Pan dulce or “sweet bread” is a general term for Mexican pastries and baked goods.  When in Mexico we would always eat them either at breakfast or (more often than not) for a late dinner, so don’t feel guilty for snacking on these at bedtime. If you are unfamiliar with pan dulce, just go into one of the panaderías (bakeries) and just grab whatever catches your eye. Pan dulce is incredibly inexpensive so you can treat-yo-self without breaking the bank. There are many varieties, but here’s a rundown of some of the classics.

Concha: The concha (sea-shell) is perhaps the most recognizable with its round shape and shell design iced on top. They come in different sizes, ranging from palm sized to bigger than your face (superconchas). Light and airy with hint of sweetness, the different colors on top do not designate different flavors. Pick whichever one you think looks best.

Orejas: These flakey, buttery pastries are called ears because of their shape. Usually with just a hint of sugar sprinkled on top, orejas are great with morning coffee or as afternoon snack.

Orejas - Bakery

Yoyos: You can guess where the name comes from just by looking at it. Usually filled with raspberry or strawberry jam, this is the sandwich cookie you’ve been waiting for.

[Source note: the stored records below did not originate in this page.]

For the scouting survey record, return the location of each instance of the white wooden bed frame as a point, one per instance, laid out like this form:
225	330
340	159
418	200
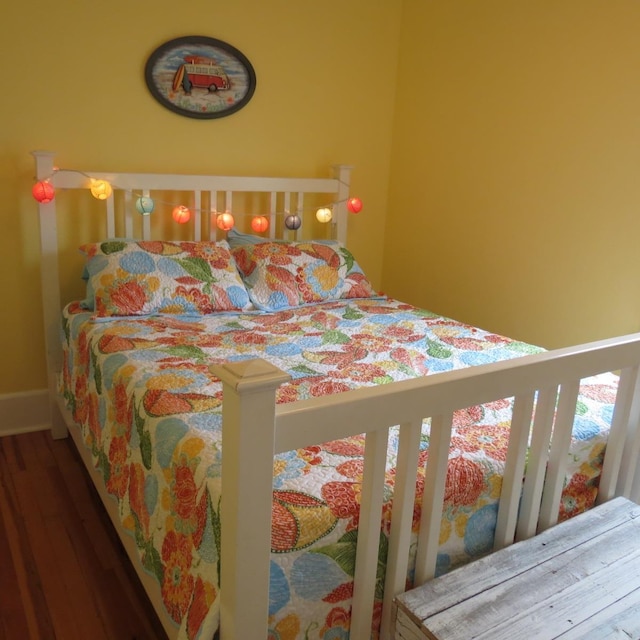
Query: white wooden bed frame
549	381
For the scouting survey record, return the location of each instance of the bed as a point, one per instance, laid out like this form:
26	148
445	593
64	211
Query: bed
368	445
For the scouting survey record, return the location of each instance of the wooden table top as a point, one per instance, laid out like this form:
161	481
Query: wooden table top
577	580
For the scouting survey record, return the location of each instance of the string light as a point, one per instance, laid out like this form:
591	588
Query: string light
225	221
354	205
324	214
259	224
43	191
101	189
293	222
181	214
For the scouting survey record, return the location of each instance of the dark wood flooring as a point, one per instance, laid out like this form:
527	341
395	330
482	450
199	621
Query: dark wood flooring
63	572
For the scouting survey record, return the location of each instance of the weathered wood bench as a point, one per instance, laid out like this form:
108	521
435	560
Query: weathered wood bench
579	579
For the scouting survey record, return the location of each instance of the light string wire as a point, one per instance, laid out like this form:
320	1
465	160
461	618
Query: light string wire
212	211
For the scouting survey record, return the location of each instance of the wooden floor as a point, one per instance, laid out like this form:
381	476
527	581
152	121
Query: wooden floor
63	572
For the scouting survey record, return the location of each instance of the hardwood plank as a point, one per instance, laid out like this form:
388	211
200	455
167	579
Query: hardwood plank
24	579
63	572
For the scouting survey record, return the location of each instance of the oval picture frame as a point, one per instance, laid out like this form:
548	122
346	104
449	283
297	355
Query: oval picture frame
200	77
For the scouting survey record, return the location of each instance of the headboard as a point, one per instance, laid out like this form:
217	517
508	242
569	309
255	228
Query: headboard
206	197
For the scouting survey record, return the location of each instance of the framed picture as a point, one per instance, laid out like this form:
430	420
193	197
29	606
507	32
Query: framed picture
200	77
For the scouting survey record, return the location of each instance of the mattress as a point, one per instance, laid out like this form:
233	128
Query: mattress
150	412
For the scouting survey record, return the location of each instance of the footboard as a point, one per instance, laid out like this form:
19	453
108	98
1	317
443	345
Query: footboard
545	390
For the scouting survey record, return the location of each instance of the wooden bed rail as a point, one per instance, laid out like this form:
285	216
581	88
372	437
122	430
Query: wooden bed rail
545	389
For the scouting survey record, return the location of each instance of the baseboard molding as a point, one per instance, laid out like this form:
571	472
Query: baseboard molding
24	411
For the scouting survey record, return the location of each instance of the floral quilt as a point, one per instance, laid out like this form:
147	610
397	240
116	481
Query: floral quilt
150	412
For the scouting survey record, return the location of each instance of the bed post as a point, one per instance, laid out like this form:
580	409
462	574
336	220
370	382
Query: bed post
248	414
50	284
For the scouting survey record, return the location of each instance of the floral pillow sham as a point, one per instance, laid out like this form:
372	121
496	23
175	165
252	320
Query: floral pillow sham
133	278
280	275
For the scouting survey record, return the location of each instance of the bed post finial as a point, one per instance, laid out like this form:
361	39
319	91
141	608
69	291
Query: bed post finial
248	419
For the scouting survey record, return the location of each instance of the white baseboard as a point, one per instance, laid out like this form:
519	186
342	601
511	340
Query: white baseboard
24	411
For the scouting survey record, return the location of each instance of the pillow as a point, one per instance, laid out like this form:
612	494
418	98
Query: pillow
131	278
279	275
237	238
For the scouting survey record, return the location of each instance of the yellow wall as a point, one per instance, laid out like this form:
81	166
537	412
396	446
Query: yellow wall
508	151
515	193
73	83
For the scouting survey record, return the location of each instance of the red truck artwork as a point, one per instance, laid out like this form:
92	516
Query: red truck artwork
199	71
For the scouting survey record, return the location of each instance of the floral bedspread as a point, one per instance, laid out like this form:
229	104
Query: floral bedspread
150	411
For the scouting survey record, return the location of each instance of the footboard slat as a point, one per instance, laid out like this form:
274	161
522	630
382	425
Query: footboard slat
404	493
513	471
367	551
433	498
560	442
617	441
629	475
537	463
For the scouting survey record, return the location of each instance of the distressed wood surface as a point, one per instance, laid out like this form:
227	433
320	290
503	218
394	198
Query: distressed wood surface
578	579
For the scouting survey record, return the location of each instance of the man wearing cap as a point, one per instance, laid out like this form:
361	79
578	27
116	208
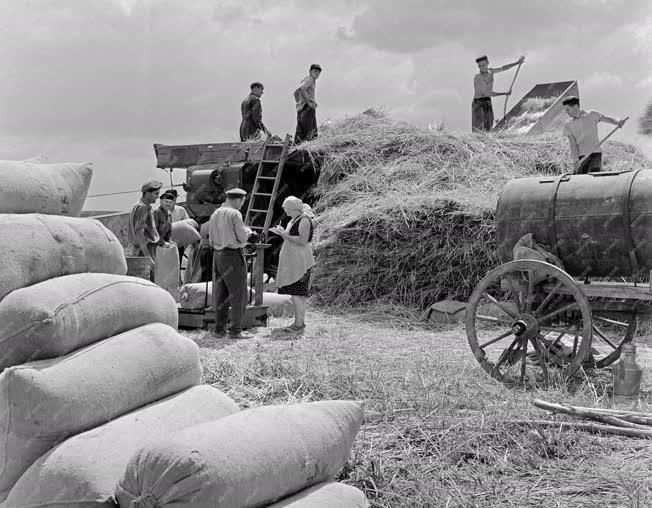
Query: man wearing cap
178	212
228	235
482	113
306	106
142	231
252	114
582	133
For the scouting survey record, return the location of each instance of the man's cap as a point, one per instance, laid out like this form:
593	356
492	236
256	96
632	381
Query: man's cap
151	185
236	193
570	100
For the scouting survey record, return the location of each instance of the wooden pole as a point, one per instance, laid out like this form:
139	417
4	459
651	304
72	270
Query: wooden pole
589	426
510	90
259	272
619	420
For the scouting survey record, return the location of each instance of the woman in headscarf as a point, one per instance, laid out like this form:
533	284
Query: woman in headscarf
296	259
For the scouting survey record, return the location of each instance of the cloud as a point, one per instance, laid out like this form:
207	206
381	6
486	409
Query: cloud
483	26
104	80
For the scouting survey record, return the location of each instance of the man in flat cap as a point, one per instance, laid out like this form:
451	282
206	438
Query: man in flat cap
482	113
306	106
252	114
582	133
142	232
228	235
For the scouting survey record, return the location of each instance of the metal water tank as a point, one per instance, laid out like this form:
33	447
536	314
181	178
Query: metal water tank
598	224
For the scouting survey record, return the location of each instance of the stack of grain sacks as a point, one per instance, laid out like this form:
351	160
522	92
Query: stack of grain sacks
101	397
81	345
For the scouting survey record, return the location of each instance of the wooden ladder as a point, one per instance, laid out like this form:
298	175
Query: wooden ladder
268	170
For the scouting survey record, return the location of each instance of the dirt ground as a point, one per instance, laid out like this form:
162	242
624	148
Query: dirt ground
438	431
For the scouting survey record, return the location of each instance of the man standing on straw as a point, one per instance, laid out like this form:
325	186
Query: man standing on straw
306	106
228	235
582	133
142	233
482	113
252	114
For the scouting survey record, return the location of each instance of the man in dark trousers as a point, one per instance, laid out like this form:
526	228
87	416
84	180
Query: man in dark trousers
582	133
482	113
142	233
228	236
252	114
306	106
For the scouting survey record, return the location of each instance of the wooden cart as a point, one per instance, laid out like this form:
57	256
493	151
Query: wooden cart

Polvorones: If you’ve ever had “wedding cookies,” you’ll know what these are. Incredibly crumbly, shortbread-like cookies, they come in a wide variety of shapes, sizes and colors. I try not to eat these in the car on the way home because of all the crumbs, but that takes significant willpower.

WERO - Guanajuato

Marranitos/Puerquitos/Conchinitos: these soft-baked “little piggies” are usually a dark brown color and shaped like a piglet due to the brown sugar or piloncillo, which gives them a kind of molasses-y, or even a gingerbread-like flavor (even though they are not made with ginger). Marranitos are one of favorite pan dulce varieties.


Panaderías Don Goyo

8751 Camp Bowie W Blvd
2501 W Seminary Drive

Look for the brightly colored walls outside of Panaderías Don Goyo (formerly named Anakaren) off West Seminary Drive; it’s a preview for what’s in store when you walk inside. Go in the morning and you’ll be greeted by racks of warm, freshly baked conchas, novias, marranitos and more. The smell alone is enough to put me in a great mood. Open every day from 5 a.m. to 9:30 p.m.

WERO - Esperanza's

Guanajuato Bakery

2201 E Belknap Street

A larger bakery with a fantastic selection of pan dulce, this is a great place to start if you are new to the world of Mexican pastries. Grab one of the silver treys (you’ll want a big one, trust me) and a pair of tongs from the middle island and browse through the rows of glass cases before selecting the ones you want to get. Open daily from 6 a.m. to 9:30 p.m.

Guanajuato Bakery - WERO


Esperanza’s Mexican Bakery & Café

1601 Park Pl Ave
2122 N Main Street

Esperanza’s adjacent bakery is good for grab-and-go classics. Smaller than the other two bakeries listed above, if you find too many options to be overwhelming, this can be a good starting point for you. Also, their giant cinnamon rolls are killer, make sure you pick one up on your breakfast run. Esperanza’s is open till 10 p.m. on Friday and Saturday so don’t forget you have permission to have pan dulce for dinner. Open daily 6 a.m. to 9 p.m., Sun-Thurs.